AI‑driven maritime surveillance: Moving‑target routing optimization

Monitoring vessels across vast maritime areas presents a unique challenge for authorities. While data systems are powerful, they often fall short when trying to track non-characterized vessels in real-time. That is why aerial reconnaissance has become essential, yet deploying these assets efficiently is far from simple. In the DIGEST project, we tackled the specific difficulty of coordinating manned and unmanned aircraft to monitor moving targets, all while working within strict flight endurance limits. Our goal was to move beyond static planning and create a system that truly understands the dynamic nature of the sea.
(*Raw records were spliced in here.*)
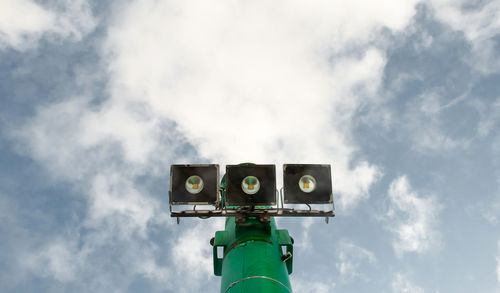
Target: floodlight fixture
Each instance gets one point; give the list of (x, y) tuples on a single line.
[(307, 184), (250, 185), (195, 184)]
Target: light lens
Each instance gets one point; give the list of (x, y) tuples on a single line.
[(250, 185), (194, 184), (307, 183)]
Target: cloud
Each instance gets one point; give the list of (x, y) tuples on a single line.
[(252, 81), (24, 22), (411, 218), (263, 83), (306, 285), (401, 284), (425, 124), (351, 258), (480, 25)]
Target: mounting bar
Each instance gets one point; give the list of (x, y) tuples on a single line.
[(253, 213)]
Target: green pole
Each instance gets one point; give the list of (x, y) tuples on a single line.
[(252, 255)]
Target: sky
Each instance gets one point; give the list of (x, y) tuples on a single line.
[(99, 98)]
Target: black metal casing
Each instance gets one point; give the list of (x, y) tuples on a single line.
[(267, 177), (209, 173), (323, 191)]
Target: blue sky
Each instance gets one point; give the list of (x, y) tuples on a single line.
[(402, 98)]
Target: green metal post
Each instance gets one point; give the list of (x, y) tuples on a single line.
[(253, 256)]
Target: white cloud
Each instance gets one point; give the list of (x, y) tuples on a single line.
[(351, 258), (23, 22), (412, 218), (401, 284), (480, 25), (424, 122), (263, 83), (269, 82), (305, 285)]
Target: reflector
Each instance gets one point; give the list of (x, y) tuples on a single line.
[(194, 184), (307, 183), (250, 185)]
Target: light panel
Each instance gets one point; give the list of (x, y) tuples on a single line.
[(250, 185), (307, 183), (194, 184)]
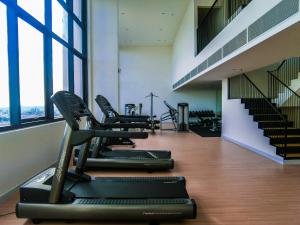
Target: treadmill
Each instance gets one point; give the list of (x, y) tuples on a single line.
[(62, 194), (100, 156)]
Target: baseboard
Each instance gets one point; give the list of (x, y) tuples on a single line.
[(13, 190), (275, 158)]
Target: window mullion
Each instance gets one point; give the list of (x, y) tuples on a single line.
[(70, 52), (13, 65), (48, 62), (84, 51)]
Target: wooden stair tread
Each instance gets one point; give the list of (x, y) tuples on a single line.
[(293, 155), (288, 145), (279, 128), (282, 136)]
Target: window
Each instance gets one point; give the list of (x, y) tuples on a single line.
[(77, 8), (31, 67), (4, 91), (60, 70), (77, 37), (36, 8), (78, 82), (59, 20), (39, 57)]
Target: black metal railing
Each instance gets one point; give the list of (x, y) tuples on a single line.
[(211, 25), (261, 105), (285, 98), (216, 19), (235, 7), (288, 70)]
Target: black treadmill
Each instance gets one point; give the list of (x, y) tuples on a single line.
[(100, 156), (59, 194)]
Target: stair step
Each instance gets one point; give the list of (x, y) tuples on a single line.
[(280, 139), (280, 131), (267, 117), (264, 105), (270, 110), (244, 100), (265, 124), (291, 155), (291, 148)]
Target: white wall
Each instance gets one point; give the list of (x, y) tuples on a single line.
[(184, 59), (146, 69), (238, 126), (104, 49), (26, 152)]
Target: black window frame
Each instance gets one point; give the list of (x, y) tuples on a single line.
[(14, 11)]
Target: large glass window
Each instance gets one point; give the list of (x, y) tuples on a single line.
[(77, 37), (36, 8), (4, 91), (60, 70), (77, 8), (78, 81), (59, 20), (31, 66), (37, 61)]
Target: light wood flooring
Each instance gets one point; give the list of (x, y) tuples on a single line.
[(232, 186)]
To solve this, we introduced a new mathematical framework called the Team Orienteering Problem with Moving Targets (TOP-MV). Unlike traditional routing problems where destinations are fixed, our model accounts for vessels that are constantly changing position. By breaking time down into manageable windows, we converted this puzzle into a solvable optimization problem. This approach allows us to plan routes for a mixed fleet of drones and manned aircraft simultaneously, ensuring that every asset is used where it can provide the most value without running out of fuel.

Of course, no model is perfect. Our current approach assumes we know the vessel paths at the start of the mission and plans a single flight per asset. While this works well for standard reconnaissance missions where aircraft can refuel between sorties, future versions of our work will aim to handle more dynamic situations, such as sudden changes in vessel direction or the need for multiple flights in a single day. We also recognize that scaling up to massive fleets will require new computational strategies to keep things running smoothly.

Despite these areas for growth, our results confirm that this approach offers a solid foundation for smarter maritime surveillance. It proves that we can significantly improve how we allocate resources and cover large areas without needing minute-by-minute precision. By establishing this new baseline for routing moving targets, we hope to pave the way for decision-support systems that make coastal security and environmental monitoring more effective and responsive.

We are excited to see how this research evolves and how it can be integrated into real-world operations. The full details of our methodology and findings are now published in Computers & Industrial Engineering, where we invite fellow researchers and industry professionals to explore the potential of AI-driven fleet coordination.